Cada vez mais, na esquerda, percebemos um posicionamento aparentemente democrático e avançado: as direções, seja de sindicatos, partidos, movimentos sociais como um todo, abstêm-se de dirigir. Temendo afastar-se das massas deixam que elas ditem o caminho. Mas o que isso acarreta? Como que algo assim pode ser nocivo a luta das categorias e da totalidade do proletariado? Esse é o papel das direções?

Sob o argumento de ouvir as bases, para representá-las com justiça, as direções de diferente esferas dos movimentos sociais têm, no Brasil, “aberto mão” de Palavras de Ordem e de discussões que levariam à imprescindível politização das massas.

Há pouco vimos o exemplo de Marcelo Freixo, deputado federal do PSOL, afirmando impossibilidade de defender a Palavra de Ordem “Lula Livre!”, apontada por nós do PRC, pois, segundo ele, ela não unifica. A mesma postura foi vista no X Congresso do CPERS/SINDICATO (Centro dos Professores do Estado do Rio Grande do Sul – Sindicato dos Trabalhadores em Educação, segundo maior sindicato da América Latina, com cerca de 80 mil sócios). Diante da defesa de se aprovar como deliberação a Palavra de Ordem “Lula Livre!”, houve a rejeição do plenário, sob orientação de grande parte da direção deste sindicato, utilizando-se do mesmo argumento, de que a pauta “Lula Livre!” não unifica a categoria. Cabe aqui salientar que a presidente deste sindicato, que defendeu a derrota da referida Palavra de Ordem, é militante do PT e a vice-presidente deste sindicato, que também apoiou a derrota desta pauta, é do PCdoB.
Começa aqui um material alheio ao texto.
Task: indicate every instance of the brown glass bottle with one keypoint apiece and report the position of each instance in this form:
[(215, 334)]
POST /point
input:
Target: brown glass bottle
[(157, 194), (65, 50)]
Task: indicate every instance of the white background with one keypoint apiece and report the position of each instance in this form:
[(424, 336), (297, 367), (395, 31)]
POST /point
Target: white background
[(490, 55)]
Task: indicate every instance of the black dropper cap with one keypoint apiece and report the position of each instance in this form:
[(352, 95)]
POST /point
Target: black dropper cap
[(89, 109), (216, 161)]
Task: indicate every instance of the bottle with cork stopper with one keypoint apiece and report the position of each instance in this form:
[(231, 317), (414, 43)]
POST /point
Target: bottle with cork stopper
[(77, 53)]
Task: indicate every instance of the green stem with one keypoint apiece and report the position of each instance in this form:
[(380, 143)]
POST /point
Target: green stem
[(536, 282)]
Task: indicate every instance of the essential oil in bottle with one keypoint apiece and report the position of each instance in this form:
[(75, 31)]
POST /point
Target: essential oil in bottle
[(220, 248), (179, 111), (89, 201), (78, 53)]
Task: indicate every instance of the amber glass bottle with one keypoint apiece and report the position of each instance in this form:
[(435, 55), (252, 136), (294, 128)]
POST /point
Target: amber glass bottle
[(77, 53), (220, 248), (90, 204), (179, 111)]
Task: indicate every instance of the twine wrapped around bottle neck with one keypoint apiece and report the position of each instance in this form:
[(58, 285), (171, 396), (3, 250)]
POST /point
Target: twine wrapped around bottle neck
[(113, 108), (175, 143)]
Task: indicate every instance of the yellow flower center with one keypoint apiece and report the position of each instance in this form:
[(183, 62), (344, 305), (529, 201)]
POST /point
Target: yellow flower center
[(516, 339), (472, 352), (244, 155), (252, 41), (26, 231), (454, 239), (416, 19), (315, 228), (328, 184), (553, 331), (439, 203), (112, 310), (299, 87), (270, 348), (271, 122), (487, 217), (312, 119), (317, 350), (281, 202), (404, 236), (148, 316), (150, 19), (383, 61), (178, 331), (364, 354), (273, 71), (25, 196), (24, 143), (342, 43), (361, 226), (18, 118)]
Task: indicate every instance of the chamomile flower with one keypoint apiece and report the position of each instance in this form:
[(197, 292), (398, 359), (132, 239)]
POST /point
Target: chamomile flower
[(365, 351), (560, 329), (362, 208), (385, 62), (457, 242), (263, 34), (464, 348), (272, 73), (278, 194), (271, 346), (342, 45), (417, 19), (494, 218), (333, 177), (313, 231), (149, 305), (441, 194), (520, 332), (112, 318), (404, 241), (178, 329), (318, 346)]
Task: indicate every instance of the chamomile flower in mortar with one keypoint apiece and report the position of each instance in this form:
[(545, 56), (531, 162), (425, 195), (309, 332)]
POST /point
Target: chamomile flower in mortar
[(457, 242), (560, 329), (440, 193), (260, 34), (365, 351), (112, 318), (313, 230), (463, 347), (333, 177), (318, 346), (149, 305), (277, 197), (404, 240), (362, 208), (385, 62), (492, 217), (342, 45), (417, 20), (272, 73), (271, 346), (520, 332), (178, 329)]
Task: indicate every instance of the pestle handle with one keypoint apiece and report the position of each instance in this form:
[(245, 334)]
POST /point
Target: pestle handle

Da mesma forma ocorre com a resistência de setores dirigentes da esquerda à Palavra de Ordem “Fora Bolsonaro!”, embora que, por trás desta discussão é possível perceber não só a influência da despolitização, mas de outras questões importantes de se destacar.

Está muito presente nas falas daqueles que são contrários ao “Fora Bolsonaro!” o argumento de que derrubando-se Jair Bolsonaro colocaria-se seu vice, o General Mourão no governo. Afirmam que a presidência com Bolsonaro seria melhor que um governo sob o comando de Mourão, . Parece surreal este argumento ao olharmos para tudo que tem acontecido no Brasil. Os avanços dos ataques encaminhados por Bolsonaro, como a reforma trabalhista, a reforma da previdência, o arrocho do salário mínimo, o enfraquecimento e a destruição dos sindicatos, a destruição de nossa soberania, de nossas riquezas naturais etc. têm sido a tônica deste governo, com uma resistência que está longe de conseguir dar um basta ou mesmo de impôr algum revés ao projeto em curso.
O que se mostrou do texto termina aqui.